The first of the London Array wind turbines which will become the largest offshore wind farm in the world have begun to generate their first megawatts of electricity. The London Array is located 12 miles off the coast of Essex and Kent in the Thames Estuary and the first phase will see 175 wind turbines generating enough electricity to power a massive 470,000 homes.

Since the construction began in March 2011, 151 wind turbines have been installed and the first phase is expected to be completed by the end of 2012 which will produce a huge 630 megawatts of electricity, the largest capacity of an offshore wind farm in the world according to the companies behind the project.

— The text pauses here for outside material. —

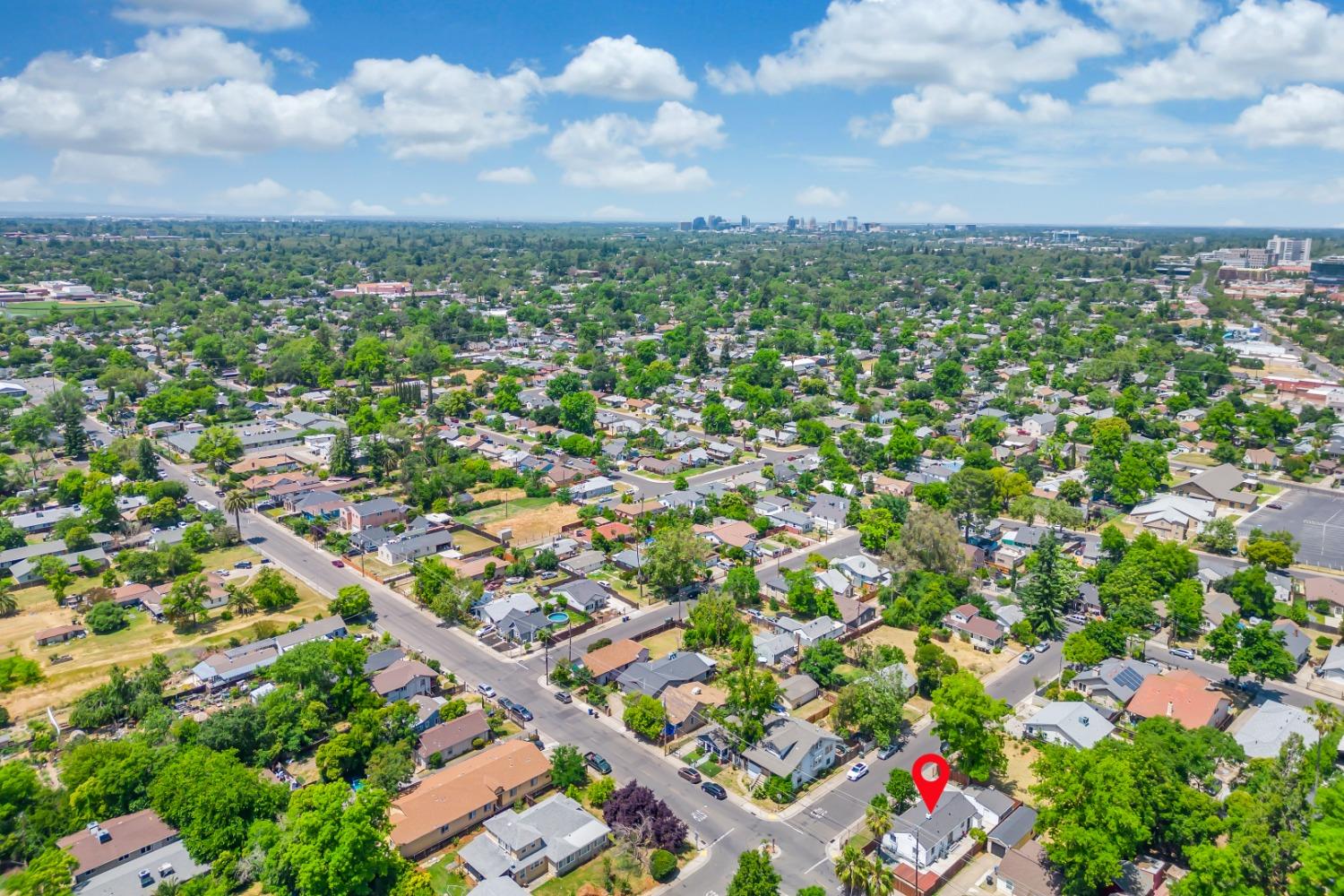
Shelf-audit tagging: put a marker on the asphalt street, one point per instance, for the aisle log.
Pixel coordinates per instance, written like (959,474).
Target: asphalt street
(730,826)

If the second phase of the project is approved, the amount of electricity produced by all of the wind turbines would total a huge 870 megawatts but the second phase of the project has faced a delay due to the plans having to be resubmitted over concerns that the scheme would hit the red-throated diver population which reside in the Thames Estuary.  

The companies that are involved in the London Array are Dong Energy who have a 50% stake, E.ON which owns 30% and Abu Dhabi renewables company Masdar owns 20% of the project. The chief executive of E.ON UK spoke to the Guardian and stated that they are ‘aiming to reduce the costs of offshore wind by 40% by 2015.’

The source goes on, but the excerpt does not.